Obviously, these requisites, although clearly not technical or unduly burdensome upon those seeking warrants, cannot be satisfied if the description is so indefinite that under the authority of the warrant an officer can exercise a selective discretion in determining where he will search or can invade the property of strangers to the process and disturb their peace and tranquility. State v. Bass, supra.

Therein lies the fault in this warrant. It neither "particularly" and "as nearly as may be" describes the place to be searched nor does it clearly distinguish such place from all others. The old mansion, once the residence of a single family and its retinue of servants, had as of the night of the search been long since converted into an apartment building portions of which, in addition to the apartment tenanted by the defendant, were occupied. Notwithstanding this change in use from a single-family dwelling to an apartment house, the warrant did not specify any particular area or part of the mansion as the place to be searched nor did it designate a special apartment therein either by its number or by the name of its occupants[4] as the place where it was believed the gambling paraphernalia was kept. Instead it commanded the police to conduct a blanket or general search of an entire building although probable cause, if it existed, had been shown only for searching the single apartment occupied by defendant. Such a search is unreasonable and a warrant which permits it is invalid and defective. United States v. Hinton, 219 F.2d 324; United States v. Barkouskas, 38 F.2d 837; United States v. Chin On, 297 F. 531; United States v. Diange, 32 F. Supp. 994; United States v. Mitchell, 274 F. 128; Thompson v. State, 198 Ind. 496; Harper v. State, 94 Okla. Crim. 371.

The principle is squarely put in what still remains the leading text on the subject, although written many years ago when courts were not as sensitive to the constitutional rights of individuals as they are today. In Cornelius, Search And Seizure (2d ed.), § 205, p. 495, the text reads:

"Where a building or the premises are described in the search warrant or affidavit by a single street number, and more than one family resides at such street number in the building, in a separate apartment * * * plainly upon principle a warrant directed to search the premises designated by such single number would be illegal and void, unless there was something in the affidavit to connect each one of the occupants of the premises with the alleged unlawful act. As single street numbers are now in many instances used to designate a large apartment building housing many families * * * plainly any other rule *698 would work the gravest injustice to innocent occupants."

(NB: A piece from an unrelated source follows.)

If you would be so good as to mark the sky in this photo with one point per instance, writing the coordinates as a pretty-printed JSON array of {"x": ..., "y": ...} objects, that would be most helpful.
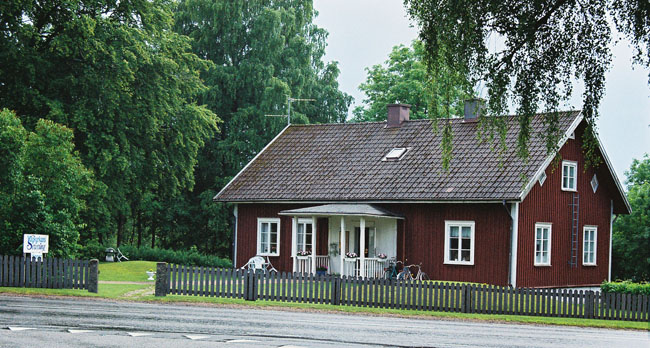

That we base our decision on the insufficiency of the description of the place searched does not mean that we either approve or disapprove the warrant as having been issued upon a showing of probable cause. What constitutes probable cause has so frequently and recently been discussed by this and many other courts that we see no reason to reiterate. See State v. LeBlanc, 100 R.I. 523, 217 A.2d 471; State v. Butts, 97 R.I. 147, 196 A.2d 415.

The defendant's exception to the denial of his motion to suppress is sustained, his other exceptions are overruled pro forma, and the case is remitted to the superior court for a new trial in accordance with this opinion.


[1] All statutory references herein are to the statutes as they read on September 24, 1961, the day the warrant was applied for, issued and served.

[2] Section 11-19-25 which prescribes the contents for search warrants in gambling cases incorporates as a requisite the "as nearly as may be" standard.

[3] Such a justice is authorized by § 11-19-24 to issue warrants for a search for gambling implements or apparatus.

[4] Thus, a warrant which designates a specific area in a hotel or apartment house is not void, Atkins v. State, 94 Okla. Crim. 137, Commonwealth v. Fiorini, 202 Pa. Super. 88, and one which directs a search of an apartment house or other building occupied by a number of different tenants is valid if it gives the address of the building and states the name of the person occupying the apartment to be searched. Kenney v. United States, 157 F.2d 442; Shore v. United States, 49 F.2d 519; Hogrefe v. United States, 30 F.2d 640.